Fare una passeggiata’ isn’t just putting one foot in front of the other; it’s a traditional evening ritual that’s as much about connection as it is about movement.

When the sun starts its lazy descent, and the streets are bathed in the golden hues of early evening, Italians step out to embrace la passeggiata.

In the heart of the city, the bustling plaza, people stroll arm in arm, engaging in friendly conversation.

La passeggiata is a social occasion, rife with chatter, people-watching, window shopping, and often, gelato.

In some trendier locales, passeggiata becomes somewhat of a fashion show with residents donning their best clothes to head out and strut their stuff in the buzzing plaza.

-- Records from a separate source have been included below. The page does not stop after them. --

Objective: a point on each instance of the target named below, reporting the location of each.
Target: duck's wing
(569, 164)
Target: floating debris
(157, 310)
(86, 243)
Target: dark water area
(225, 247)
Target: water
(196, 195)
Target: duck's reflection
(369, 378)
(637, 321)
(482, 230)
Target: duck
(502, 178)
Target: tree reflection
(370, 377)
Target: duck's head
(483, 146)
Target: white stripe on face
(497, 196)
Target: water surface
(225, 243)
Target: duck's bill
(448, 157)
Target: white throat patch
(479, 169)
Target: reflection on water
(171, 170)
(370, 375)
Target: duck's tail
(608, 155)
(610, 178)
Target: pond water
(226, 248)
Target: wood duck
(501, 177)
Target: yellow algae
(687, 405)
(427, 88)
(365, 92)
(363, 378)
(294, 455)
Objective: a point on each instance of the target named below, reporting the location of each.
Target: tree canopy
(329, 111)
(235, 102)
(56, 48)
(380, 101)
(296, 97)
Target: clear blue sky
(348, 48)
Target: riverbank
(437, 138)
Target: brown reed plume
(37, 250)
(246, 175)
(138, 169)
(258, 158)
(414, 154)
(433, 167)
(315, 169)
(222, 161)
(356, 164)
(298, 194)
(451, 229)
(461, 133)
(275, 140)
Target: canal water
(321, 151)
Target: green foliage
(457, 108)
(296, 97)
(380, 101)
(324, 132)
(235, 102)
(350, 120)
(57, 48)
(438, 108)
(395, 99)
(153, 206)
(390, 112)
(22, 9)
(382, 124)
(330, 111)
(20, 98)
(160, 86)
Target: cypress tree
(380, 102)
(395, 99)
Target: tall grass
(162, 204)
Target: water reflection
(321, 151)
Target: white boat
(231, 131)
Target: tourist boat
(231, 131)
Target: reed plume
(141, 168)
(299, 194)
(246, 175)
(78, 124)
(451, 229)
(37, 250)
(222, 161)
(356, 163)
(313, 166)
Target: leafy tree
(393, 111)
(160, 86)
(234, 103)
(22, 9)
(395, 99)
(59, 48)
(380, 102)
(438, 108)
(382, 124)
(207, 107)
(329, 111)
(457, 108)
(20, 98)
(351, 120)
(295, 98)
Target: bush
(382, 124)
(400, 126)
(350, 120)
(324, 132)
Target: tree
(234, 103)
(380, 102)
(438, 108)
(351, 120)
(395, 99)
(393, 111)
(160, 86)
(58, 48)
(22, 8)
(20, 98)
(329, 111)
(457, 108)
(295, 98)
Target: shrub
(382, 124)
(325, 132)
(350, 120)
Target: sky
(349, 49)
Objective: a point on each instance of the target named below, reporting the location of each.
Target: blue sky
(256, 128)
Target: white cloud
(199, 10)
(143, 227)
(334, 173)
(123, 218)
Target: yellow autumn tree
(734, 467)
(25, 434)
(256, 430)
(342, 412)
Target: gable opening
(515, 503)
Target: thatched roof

And ultimately, this traditional, sociable stroll is a perfect pre-dinner activity in Italy. Nothing will help to build up an appetite for a delicious Italian meal like a stroll through a bustling piazza.

Example sentences with passeggiata:

  • Fare una passeggiata è un ottimo modo per stimolare l’appetito in vista di una grande cena.
    Going for an evening stroll is a great way to build up an appetite for a big dinner.
  • La mia passeggiata con un gelato è la parte migliore della mia giornata.
    My evening stroll with a gelato is the best part of my day.
  • Adoro vedere tutte le persone interessanti durante la mia passeggiata.
    I love to see all the interesting people while out on an evening stroll.

‘Passeggiata’ isn’t just a walk; it’s a timeless tradition filled with connections, laughter, and the very essence of Italy – and you don’t need to be a local to take part.